Heart Disease Risk Factors and Assessment Approach

Introduction

The discussion focuses on three risk factors associated with the development of cardiovascular diseases. Three factors associated with heart disease have been chosen for review. An integrated approach has been used to assess a patient’s needs and develop an education plan for each of the risk factor discussed for the patient who has not yet developed heart disease.

Risk Factors

The cardiovascular disease chosen for this study is coronary heart disease, which is a major cause of death in the US and other parts of the world, and associated risk factors.

Overweight

Overweight has been linked with high rates of deaths related to coronary heart disease (Samper-Ternent & Al Snih, 2012). These deaths may include sudden death or congestive heart failure. Although overweight may cause death, it is also a risk factor for heart disease, blood pressure and diabetes. Apart from genetics, overweight may result from poor diets, lifestyles and too little physical activities.

Physical Inactivity

Physical inactivity is a risk factor for coronary heart disease (Hootman, Pan, Helmick, & Hannan, 2011). Individuals with poor physical activity practices or sedentary tend to suffer higher rates of heart diseases.

Smoking

Available studies have shown that cigarette smoking, including passive smoking is a critical risk factor for coronary heart disease (Luo, Rossouw, & Margolis, 2013). Generally, cigarette smokers have high rates of developing coronary heart disease relative to non-smokers. The risk for heart disease escalates with frequencies of smoking, inhalation and age. Cigarette smoking may function synergistically with other known risks factors for coronary heart diseases.

Educational plan

The educational plan for risk factors associated with coronary heart disease is designed for a patient who has not yet suffered the disease. This is an integrated plan because several risk factors for coronary heart diseases interact physiologically to increase chances of developing the condition. Therefore, individuals with a combination of risk factors for coronary heart disease have greater risks for the disease. Overweight, obesity and inactivity, for instance, are three major risk factors that may found from a single patient. Overweight has been associated with a lack of or inadequate physical activities.

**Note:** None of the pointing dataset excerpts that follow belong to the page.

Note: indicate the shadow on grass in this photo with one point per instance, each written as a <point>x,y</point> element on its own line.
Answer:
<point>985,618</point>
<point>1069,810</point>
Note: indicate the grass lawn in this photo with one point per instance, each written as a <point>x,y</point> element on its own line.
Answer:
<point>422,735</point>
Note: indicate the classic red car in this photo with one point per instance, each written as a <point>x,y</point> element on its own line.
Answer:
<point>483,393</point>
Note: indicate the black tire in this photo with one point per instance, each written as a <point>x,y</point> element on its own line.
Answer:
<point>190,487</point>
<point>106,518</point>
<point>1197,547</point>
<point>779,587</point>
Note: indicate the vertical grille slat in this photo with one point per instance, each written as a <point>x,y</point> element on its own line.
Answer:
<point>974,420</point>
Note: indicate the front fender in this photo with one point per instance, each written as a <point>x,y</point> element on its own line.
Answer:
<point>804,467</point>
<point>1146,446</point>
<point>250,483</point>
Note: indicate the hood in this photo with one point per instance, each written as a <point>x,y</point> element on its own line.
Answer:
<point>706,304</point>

A combination of preventive practices can help in mitigating risk factors associated with the coronary heart disease.

Weight Loss

Healthy people who are prone to coronary heart disease should engage in weight loss to reduce chances of the condition, high blood pressure and poor glucose tolerance.

Managing weight is difficult because of intensity and frequencies required to sustain healthy body and it therefore may not be effective for patients who cannot sustain them. Combined and sustained approaches to weight loss may overcome overweight associated with the coronary heart disease.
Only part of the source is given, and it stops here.